DRONGOWSKI v. OHIO DEPT. OF TRANSP., Unpublished Decision (6-2-2004)


2004-Ohio-3497

Karen Drongowski, Plaintiff, v. Ohio Dept. of Transportation, Defendant.

Case No. 2004-02865-AD.Court of Claims of Ohio.
Filed June 2, 2004.

[EDITOR’S NOTE: This case is unpublished as indicated by the issuing court.]

Karen Drongowski, 5728 Morlick Sq., Dublin, Ohio 43017, Plaintiff, Pro se.

Gordon Proctor, Director, Department of Transportation, 1980 West Broad Street, Columbus, Ohio 43223, for Defendant.

MEMORANDUM DECISION FINDINGS OF FACT {¶ 1} 1) On February 12, 2004, plaintiff, Karen Drongowski, was traveling south on State Route 257 south of Shaughnessy Reservoir in Delaware County, when her automobile struck two large potholes causing damage to the vehicle.

{¶ 2} 2) Plaintiff filed this complaint seeking to recover $403.89, the cost of automotive repair which plaintiff contends she incurred as a result of negligence on the part of defendant, Department of Transportation, in maintaining the roadway. Plaintiff submitted the filing fee.

{¶ 3} 3) Defendant has denied liability based on the fact it had no knowledge of the potholes prior to plaintiff’s property damage occurrence.

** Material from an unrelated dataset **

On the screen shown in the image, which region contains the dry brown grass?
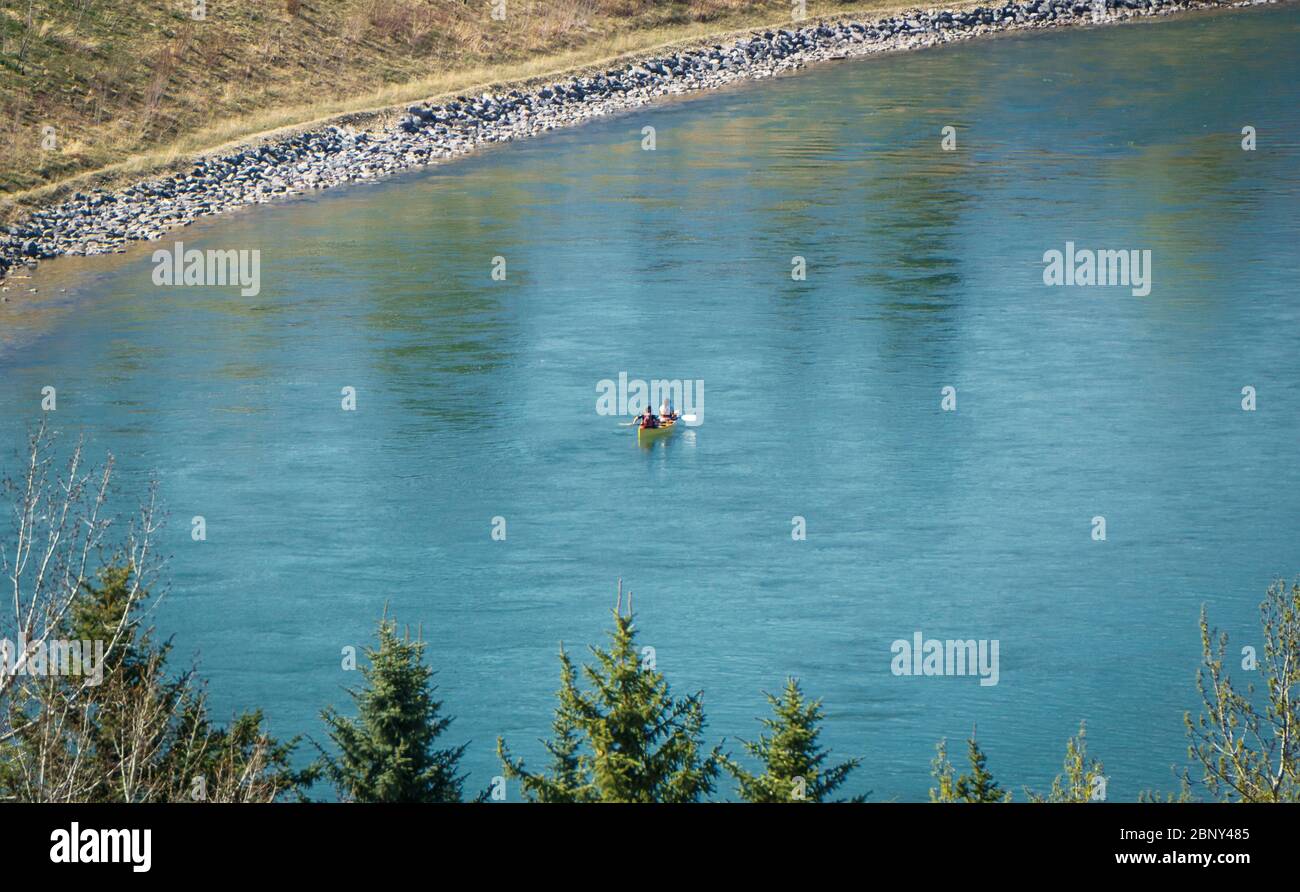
[0,0,956,218]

{¶ 4} 4) On April 29, 2004, plaintiff filed a response to defendant’s investigation report. She submitted photographic evidence showing the potholes had not been repaired as of April 26, 2004. However, plaintiff has not submitted any evidence to indicate the length of time the potholes existed prior to the incident forming the basis of this claim.

{¶ 5} 5) Defendant has asserted maintenance records show three pothole patching operations were needed in the general vicinity of plaintiff’s incident during the six-week period preceding the February 12, 2004, property damage event.

CONCLUSIONS OF LAW {¶ 6} 1) Defendant has the duty to keep roads in a safe, drivable condition. Amica Mutual v. Dept. of Transportation (1982), 81-02289-AD.

{¶ 7} 2) In order to recover on a claim of this type, plaintiff must prove either: 1) defendant had actual or constructive notice of the defects (potholes) and failed to respond in a reasonable time or responded in a negligent manner, or 2) that defendant, in a general sense, maintains its highways negligently. Denis v. Department of Transportation (1976), 75-0287-AD.

{¶ 8} 3) There is no evidence defendant had actual notice of the damage-causing potholes.

{¶ 9} 4) The trier of fact is precluded from making an inference of defendant’s constructive notice, unless evidence is presented in respect to the time the defective conditions (potholes) developed. Spires v. Highway Department (1988), 61 Ohio Misc.2d 262.

{¶ 10} 5) Size of the defects (potholes) are insufficient to show notice or duration of existence. O’Neil v. Department of Transportation
(1988), 61 Ohio Misc.2d 297.

{¶ 11} 6) In order for there to be constructive notice, plaintiff must show sufficient time has elapsed after dangerous conditions (potholes) appear, so that under the circumstances, defendant should have acquired knowledge of the existence of the defects. Guiher v. Jackson (1978), 78-0126-AD.

{¶ 12} 7) No evidence has shown defendant had constructive notice of the potholes.

{¶ 13} 8) Furthermore, plaintiff has failed to show defendant negligently maintained the roadway.

{¶ 14} Having considered all the evidence in the claim file and, for the reasons set forth in the memorandum decision filed concurrently herewith, judgment is rendered in favor of defendant. Court costs are assessed against plaintiff. The clerk shall serve upon all parties notice of this judgment and its date of entry upon the journal.